Manne laßt sie sich doch erstmal erholen nach dem Laichgeschäft. Der Zander ist doch im Moment noch ganzschön schwach.Oder seid Ihr danach schon wieder voll drauf .


----------



## harley (30. April 2004)

*AW: zanderangeln am sihlsee*

hallo

das erste boot ist voll. wer noch interesse hat soll direkt bei max

http://www.max-fischerei.ch/Default.htm

ein boot reservieren

gruss

harley


----------



## Psion (29. Mai 2004)

*AW: zanderangeln am sihlsee*

Hallo,
gibts von eurer Ausfahrt auch einen Fangbericht?
Ging was?
Fragen über Fragen.

Gruss Psion


----------



## Angelsüchtiger (1. Juni 2004)

*AW: zanderangeln am sihlsee*

über einen bericht würde ich mich ebenfalls freuen!!
petri grüsse
angelsüchtiger


----------



## ThomasL (1. Juni 2004)

*AW: zanderangeln am sihlsee*

der Bericht ist schnell geschrieben, es war nix, weder Zander noch Hecht.


----------



## mkr (3. Januar 2009)

*AW: zanderangeln am sihlsee*

Hallo, 
ich denke darüber nach, im Sommer 2009 am Murtensee Urlaub zu machen.

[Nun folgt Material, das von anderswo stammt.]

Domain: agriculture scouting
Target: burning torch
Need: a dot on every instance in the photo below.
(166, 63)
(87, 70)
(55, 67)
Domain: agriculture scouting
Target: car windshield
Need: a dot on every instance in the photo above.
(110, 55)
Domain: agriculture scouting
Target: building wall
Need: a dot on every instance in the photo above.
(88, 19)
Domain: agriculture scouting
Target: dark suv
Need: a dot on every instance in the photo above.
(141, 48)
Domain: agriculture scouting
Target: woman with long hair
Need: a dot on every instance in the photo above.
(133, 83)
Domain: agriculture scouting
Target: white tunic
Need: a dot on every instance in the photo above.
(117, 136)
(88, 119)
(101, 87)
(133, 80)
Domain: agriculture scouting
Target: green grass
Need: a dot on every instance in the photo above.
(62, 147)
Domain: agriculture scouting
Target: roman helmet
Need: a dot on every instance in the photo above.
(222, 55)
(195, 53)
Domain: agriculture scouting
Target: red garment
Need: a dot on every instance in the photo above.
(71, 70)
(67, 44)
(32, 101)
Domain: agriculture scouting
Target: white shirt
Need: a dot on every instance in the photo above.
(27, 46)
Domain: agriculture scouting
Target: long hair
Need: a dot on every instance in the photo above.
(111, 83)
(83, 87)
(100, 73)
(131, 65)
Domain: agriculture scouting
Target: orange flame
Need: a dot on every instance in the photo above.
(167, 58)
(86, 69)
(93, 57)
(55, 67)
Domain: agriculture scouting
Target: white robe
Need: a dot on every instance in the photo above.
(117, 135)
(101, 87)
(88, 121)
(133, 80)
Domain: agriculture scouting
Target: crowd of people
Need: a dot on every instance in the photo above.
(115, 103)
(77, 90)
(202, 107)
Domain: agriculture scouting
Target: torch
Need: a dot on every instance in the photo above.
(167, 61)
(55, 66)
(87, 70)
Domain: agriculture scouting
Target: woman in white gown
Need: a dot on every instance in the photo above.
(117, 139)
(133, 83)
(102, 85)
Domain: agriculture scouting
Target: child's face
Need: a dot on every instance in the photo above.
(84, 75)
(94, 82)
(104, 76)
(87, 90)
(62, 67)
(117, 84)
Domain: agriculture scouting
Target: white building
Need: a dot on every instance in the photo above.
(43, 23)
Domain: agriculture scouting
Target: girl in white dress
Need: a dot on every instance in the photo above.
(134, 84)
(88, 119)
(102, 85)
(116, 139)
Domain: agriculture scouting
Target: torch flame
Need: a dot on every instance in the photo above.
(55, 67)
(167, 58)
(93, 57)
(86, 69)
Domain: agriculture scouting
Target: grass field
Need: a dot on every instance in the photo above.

Hat man vom Ufer eine Chance, zander zu fangen? Viele Grüße aus Mainz Michael Krüger


----------



## zandrog (17. Mai 2009)

*AW: zanderangeln am sihlsee*

Hey also das letzte mal als ich da war habe ich mich sehr aufgeregt
Wir wollten auf hecht und ander Schleppn und werfen 
In Burris Fischeregge hat er gesagt wenn wir heute nichts fangen können wir Volleyball
spielen gehen und dann den ganzen tag nichts .
Ausser am Abend kurz nen ca. 60-er esox 
aber egl war schön mal wider auf nem 

boot
Ich wär dabei aber leider ist Pfadilager :-( 
aber das wird auch gut


----------



## ErnyC (28. Mai 2009)

*AW: zanderangeln am sihlsee*

hallo zusammen,

gebt mir mal Bescheid wenn ihr nochmal losmacht, ich würd mich sehr freun mit Euch gemeinsam Zander verhaften zu dürfen :+)


viele Grüße aus Zürich #h

Markus


----------